I am trying to evaluate $$\int \frac{\cos x}{a-\cos x} \mathrm{d}x \quad (1)$$
Since there is a ratio of trigonometric functions, I tried to reduce the problem to a polynomial ratio by using Weierstrass substitutions:
$$t = \tan\left(\frac{x}{2}\right) \iff x = 2\arctan(t) \iff \mathrm{d}x = \frac{2}{t^2+1}$$
$$\cos x = \dfrac{1 - t^2}{1 + t^2}$$
$$\sin x = \dfrac{2t}{1 + t^2}$$ Therefore from $(1)$:
$$ \int \frac{1-t^2}{1+t^2} \frac{1}{a-\frac{1-t^2}{1+t^2}}\frac{2}{1+t^2}\mathrm{d}t = a \int \frac{1-t^2}{1+t^2} \frac{1}{1+(a+1)t^2} \mathrm{d}t $$
The function is a ratio such as: $\deg(1-t^2) = 2 < 4 = \deg((1+3t^2)(1+t^2))$ therefore we can break the relationship to partial fractions. We notice that the denominator has complex roots, therefore:
$$ \int \frac{1-t^2}{(1+t^2)(1+(a+1)t^2)} \mathrm{d}t = \cdots = \int -\frac{1}{t^2+1}+\frac{2}{(a+1)t^2+1} \mathrm{d}t$$
Therefore,
$$\int \frac{\cos x}{a-\cos x} \mathrm{d}x = -x + \frac{2a}{\sqrt{a^2-1}} \tan^{-1} \left(\sqrt{\frac{a+1}{a-1}} \tan \frac{x}{2} \right) + C$$
I feel there is an easier way to evaluate this integral. Can you come up with one?

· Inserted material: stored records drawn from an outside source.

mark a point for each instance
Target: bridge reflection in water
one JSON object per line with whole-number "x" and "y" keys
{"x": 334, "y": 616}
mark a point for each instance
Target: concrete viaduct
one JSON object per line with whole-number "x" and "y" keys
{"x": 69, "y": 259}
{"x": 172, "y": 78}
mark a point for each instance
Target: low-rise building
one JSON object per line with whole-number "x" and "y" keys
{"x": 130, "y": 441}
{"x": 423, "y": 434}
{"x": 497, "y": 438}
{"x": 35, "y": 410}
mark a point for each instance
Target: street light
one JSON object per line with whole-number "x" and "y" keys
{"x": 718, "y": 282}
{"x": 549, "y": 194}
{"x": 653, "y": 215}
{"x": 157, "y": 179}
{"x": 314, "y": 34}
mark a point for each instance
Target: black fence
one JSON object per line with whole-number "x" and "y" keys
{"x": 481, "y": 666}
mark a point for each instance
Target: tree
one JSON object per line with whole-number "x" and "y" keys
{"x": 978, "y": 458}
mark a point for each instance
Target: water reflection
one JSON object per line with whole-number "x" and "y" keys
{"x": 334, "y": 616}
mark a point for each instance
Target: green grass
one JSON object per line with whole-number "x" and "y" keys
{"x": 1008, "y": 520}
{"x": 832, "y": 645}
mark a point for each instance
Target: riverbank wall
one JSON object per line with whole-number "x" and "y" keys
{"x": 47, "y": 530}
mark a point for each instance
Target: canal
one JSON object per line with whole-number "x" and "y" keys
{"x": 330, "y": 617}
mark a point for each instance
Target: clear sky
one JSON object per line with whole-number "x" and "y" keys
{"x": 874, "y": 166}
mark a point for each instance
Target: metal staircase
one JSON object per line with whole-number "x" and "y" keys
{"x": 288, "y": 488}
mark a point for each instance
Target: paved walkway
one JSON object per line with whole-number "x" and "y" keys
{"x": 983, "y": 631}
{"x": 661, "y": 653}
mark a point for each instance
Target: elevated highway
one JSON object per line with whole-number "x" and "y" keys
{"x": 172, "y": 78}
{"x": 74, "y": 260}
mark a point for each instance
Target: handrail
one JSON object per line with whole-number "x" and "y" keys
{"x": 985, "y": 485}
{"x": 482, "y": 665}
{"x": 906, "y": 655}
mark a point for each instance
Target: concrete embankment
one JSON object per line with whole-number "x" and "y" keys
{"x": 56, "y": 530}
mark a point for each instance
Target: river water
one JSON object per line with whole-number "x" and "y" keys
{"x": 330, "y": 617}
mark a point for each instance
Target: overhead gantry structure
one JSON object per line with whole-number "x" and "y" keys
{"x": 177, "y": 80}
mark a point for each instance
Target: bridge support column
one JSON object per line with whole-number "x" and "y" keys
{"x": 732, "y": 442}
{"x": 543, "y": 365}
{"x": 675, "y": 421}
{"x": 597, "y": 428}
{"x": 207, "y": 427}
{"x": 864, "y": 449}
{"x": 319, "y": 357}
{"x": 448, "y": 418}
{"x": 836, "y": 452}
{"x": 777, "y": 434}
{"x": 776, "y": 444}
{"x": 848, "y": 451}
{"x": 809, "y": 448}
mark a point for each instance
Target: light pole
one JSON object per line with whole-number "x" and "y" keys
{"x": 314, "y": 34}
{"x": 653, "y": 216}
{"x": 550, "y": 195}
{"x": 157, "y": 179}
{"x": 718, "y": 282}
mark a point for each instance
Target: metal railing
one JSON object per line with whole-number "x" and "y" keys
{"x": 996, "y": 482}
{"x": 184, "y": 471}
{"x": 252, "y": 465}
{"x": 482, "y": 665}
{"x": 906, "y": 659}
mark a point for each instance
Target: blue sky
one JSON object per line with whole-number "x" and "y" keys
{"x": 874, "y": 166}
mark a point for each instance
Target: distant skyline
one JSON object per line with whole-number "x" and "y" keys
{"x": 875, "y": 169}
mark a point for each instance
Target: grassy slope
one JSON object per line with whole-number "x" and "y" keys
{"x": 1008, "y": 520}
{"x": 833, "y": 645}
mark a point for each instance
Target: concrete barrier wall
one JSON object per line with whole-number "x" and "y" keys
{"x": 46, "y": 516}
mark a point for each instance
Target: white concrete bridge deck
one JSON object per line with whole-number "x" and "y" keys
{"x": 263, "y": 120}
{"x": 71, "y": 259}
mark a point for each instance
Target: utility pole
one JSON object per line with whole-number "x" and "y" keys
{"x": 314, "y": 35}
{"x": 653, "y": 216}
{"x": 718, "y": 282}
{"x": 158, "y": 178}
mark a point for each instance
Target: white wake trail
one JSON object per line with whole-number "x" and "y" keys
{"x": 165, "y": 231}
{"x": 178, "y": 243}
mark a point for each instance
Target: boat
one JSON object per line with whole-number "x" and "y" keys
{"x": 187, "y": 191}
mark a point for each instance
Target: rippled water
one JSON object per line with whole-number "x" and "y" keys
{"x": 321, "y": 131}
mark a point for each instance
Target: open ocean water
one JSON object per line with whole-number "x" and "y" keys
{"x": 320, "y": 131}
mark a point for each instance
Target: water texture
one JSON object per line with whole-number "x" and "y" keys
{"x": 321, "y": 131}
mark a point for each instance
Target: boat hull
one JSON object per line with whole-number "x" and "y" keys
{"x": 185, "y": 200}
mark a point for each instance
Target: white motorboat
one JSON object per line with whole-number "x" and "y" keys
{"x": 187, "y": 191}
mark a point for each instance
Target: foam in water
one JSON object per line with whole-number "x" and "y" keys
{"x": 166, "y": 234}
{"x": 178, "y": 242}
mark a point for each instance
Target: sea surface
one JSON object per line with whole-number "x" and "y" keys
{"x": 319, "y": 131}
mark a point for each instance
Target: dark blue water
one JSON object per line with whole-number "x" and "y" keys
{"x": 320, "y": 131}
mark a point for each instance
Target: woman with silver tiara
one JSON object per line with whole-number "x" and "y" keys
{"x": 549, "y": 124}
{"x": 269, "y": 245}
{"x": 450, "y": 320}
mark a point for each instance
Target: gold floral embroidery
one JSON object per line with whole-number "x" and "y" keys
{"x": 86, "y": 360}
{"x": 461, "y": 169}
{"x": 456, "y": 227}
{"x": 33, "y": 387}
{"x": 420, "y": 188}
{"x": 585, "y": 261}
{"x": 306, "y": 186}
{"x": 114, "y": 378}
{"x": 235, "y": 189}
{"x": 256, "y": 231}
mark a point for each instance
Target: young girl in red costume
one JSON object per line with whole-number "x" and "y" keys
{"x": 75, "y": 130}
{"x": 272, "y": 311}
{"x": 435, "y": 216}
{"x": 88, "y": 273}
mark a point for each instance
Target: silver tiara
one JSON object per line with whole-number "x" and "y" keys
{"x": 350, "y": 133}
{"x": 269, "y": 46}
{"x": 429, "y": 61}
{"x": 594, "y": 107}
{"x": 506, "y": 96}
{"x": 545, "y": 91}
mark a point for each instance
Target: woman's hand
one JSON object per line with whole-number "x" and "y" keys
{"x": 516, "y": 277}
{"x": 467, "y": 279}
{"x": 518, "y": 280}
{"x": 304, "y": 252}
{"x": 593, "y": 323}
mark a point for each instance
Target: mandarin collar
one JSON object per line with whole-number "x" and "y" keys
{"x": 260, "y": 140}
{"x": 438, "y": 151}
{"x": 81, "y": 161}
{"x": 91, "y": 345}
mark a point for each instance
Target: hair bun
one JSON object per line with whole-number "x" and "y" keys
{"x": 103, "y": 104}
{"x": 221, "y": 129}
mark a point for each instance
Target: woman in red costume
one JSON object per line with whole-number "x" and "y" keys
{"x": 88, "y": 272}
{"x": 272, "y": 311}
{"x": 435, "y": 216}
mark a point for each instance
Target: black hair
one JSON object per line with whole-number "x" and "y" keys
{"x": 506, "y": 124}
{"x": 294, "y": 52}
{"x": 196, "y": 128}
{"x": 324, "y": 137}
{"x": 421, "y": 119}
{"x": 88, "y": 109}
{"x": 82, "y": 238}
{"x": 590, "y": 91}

Let $|a| > 1$. Observe $$f_a(x) = \frac{\cos x}{a - \cos x} = \frac{(\cos x - a) + a}{a - \cos x} = -1 + \frac{a}{a - \cos x} = -1 + \frac{a}{a - (1 - 2 \sin^2 \frac{x}{2})}$$ where we have employed the half-angle identity $$\sin^2 \frac{x}{2} = \frac{1 - \cos x}{2}.$$ Consequently $$\begin{align} f_a(x) &= -1 + a \frac{1}{(a-1) + 2 \sin^2 \frac{x}{2}} \\ &= -1 + a \frac{\sec^2 \frac{x}{2}}{(a-1) \sec^2 \frac{x}{2} + 2 \tan^2 \frac{x}{2}} \\ &= -1 + a \frac{\sec^2 \frac{x}{2}}{(a-1)(1+\tan^2 \frac{x}{2}) + 2 \tan^2 \frac{x}{2}} \\ &= -1 + \frac{2a}{a-1} \frac{\frac{1}{2}\sec^2 \frac{x}{2}}{1+ \frac{a+1}{a-1} \tan^2 \frac{x}{2}}. \end{align}$$ With the substitution $$u = \sqrt{\frac{a+1}{a-1}}\tan \frac{x}{2}, \quad du = \frac{1}{2}\sqrt{\frac{a+1}{a-1}} \sec^2 \frac{x}{2} \, dx,$$ we obtain $$\begin{align} \int f_a(x) \, dx &= -x + \frac{2a}{a-1} \sqrt{\frac{a-1}{a+1}} \int \frac{du}{1 + u^2} \\ &= -x + \frac{2a}{\sqrt{a^2-1}} \tan^{-1} u + C \\ &= -x + \frac{2a}{\sqrt{a^2-1}} \tan^{-1} \left(\sqrt{\frac{a+1}{a-1}} \tan \frac{x}{2} \right) + C. \end{align}$$ Of course, I have taken the trouble to write out each step in detail which makes the solution longer than it really needs to be.
As an exercise for the reader, how is this approach modified if $|a| < 1$?